LONDON, United Kingdom, 12th May 2016.- Dr. Manuel Ramos-Francia, Deputy Governor of the Central Bank of Mexico (BANXICO, for its acronym in Spanish) achieved a two day working-visit to this capital city in which he shared with investors, legislators, academics and diplomats a detailed analysis of the current performance and the growth perspectives of Mexico’s economy.

On 10th May, at the Palace of Westminster where the Parliament is located, the Deputy Governor participated as a speaker in a conference organised by the European Economics & Financial Centre. Before the Deputy Minister of Finance of Colombia and Prof. H. Scobie, Chairman of the European Economics and Financial Centre, Ramos-Francia explained that due to the international volatility and uncertainty situation, in which the currencies exchange rate of the emerging markets – included the Mexican Peso – have been affected, Mexico has been applying a macroeconomic policy with a financial discipline which have enabled it to contain inflation and even exceed the annually growth expectations from 2.5 to 2.7 percent.

He referred to BANXICO’s decision of increasing –in February- by 50 basis-points its interest reference rate, which was implemented along with a cut to public expending, beginning with oil company PEMEX, in order to back the Mexican peso.

Afterwards, he attended a private dinner with British investors in which also were present the Mexican Secretary of Public Function, Virgilio Andrade and the Ambassador of Mexico, Diego Gomez-Pickering.

Yesterday, Dr Ramos-Francia, also member of the Board of Governors of BANXICO, held a closed-door meeting with investors, sending a clear message about the factors that make Mexico an economy that stands out among the emerging economies.

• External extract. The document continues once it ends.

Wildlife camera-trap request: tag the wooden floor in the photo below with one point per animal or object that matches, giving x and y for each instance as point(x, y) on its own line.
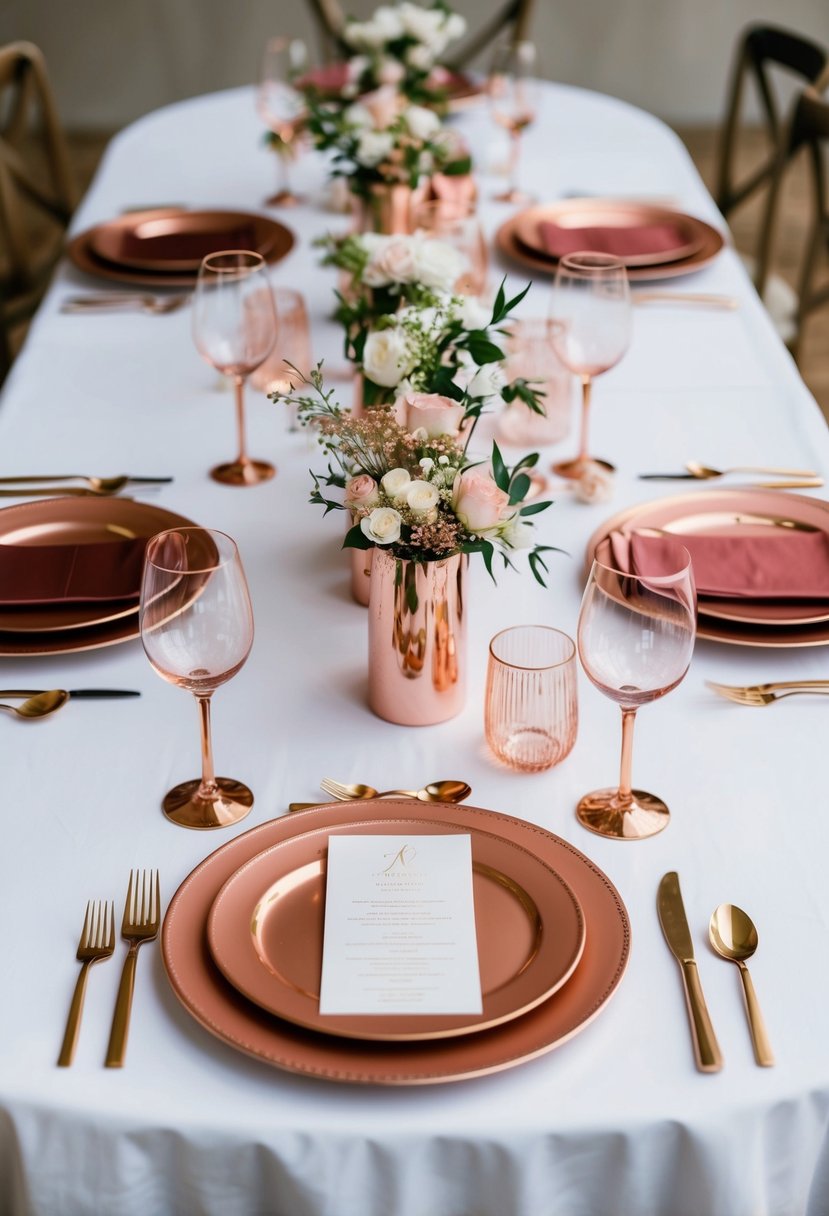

It is noteworthy to recall that this on April Dr. Manuel Sanchez, Deputy Governor of the Central Bank of Mexico, as well, visited London to point-out to economics and financial representatives of the United Kingdom that despite the undeniable loss of public finances, which largely depend on the income from the sale of oil and gas, domestic and foreign investors have endorsed their confidence in the economy of Mexico.